I) Actes conservatoires pouvant être accomplis individuellement par chaque indivisaire
Les actes de conservation concernent tous les actes juridiques et matériels nécessaires à la conservation du bien et peuvent être initiés par un seul des indivisaires. Bien qu’accomplis par un indivisaire seul, ils engagent l’ensemble des coindivisaires.
Il peut s’agir de mesures conservatoires qui ne présentent pas un caractère d’urgence (article 815-2, alinéa du Code civil). A titre d’exemples, ces actions peuvent comprendre la souscription d’un contrat d’assurance incendie pour un immeuble ; une réparation urgente ; une mise en demeure de payer adressée à un débiteur. La Cour de Cassation a également qualifié d’actes conservatoires :
- L’action en paiement d’une indemnité de résiliation contractuelle (Cass. Civ. 1ère, 10 septembre 2015, n° 14-24.690) ;
- Le paiement de la taxe foncière (Cass. Civ. 1ère, 5 décembre 2018, n°17-31189) ;
- L’action en revendication d’une servitude de passage (Cass. Civ 3ème, 4 décembre 1991, n°89-1989).
Afin de financer ces actes conservatoires, l’article 815-2 alinéa 2 du Code civil, permet à l’indivisaire d’employer les fonds de l’indivision.
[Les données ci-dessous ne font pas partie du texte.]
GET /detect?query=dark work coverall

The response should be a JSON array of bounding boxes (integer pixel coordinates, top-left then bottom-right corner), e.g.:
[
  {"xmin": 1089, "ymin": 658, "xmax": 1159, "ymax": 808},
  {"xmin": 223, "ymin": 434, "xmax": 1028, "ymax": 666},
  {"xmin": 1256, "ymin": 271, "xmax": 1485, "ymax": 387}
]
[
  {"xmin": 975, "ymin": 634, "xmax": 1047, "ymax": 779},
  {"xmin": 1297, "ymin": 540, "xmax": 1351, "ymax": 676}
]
A défaut de fonds, il peut obliger ses coïndivisaires à faire avec lui les dépenses nécessaires (alinéa 3 du même article).
II) Actes d’administration nécessitant la majorité des deux tiers des droits indivis
Selon l’article 815-3 alinéa 1 du Code civil, le ou les indivisaires titulaires d’au moins deux tiers des droits indivis peuvent, à cette majorité :
- Effectuer les actes d’administration relatifs aux biens indivis ;
- Donner à l’un ou plusieurs des indivisaires ou à un tiers un mandat général d’administration ;
- Vendre les meubles indivis pour payer les dettes et charges de l’indivision ;
- Conclure et renouveler les baux autres que ceux portant sur un immeuble à usage agricole, commercial, industriel ou artisanal.
Le ou les indivisaires qui prennent l’initiative de recourir à cette faculté doivent en informer les autres héritiers, à sous peine d’inopposabilité de l’acte à ces derniers (article 815-3 alinéa 2 du Code civil).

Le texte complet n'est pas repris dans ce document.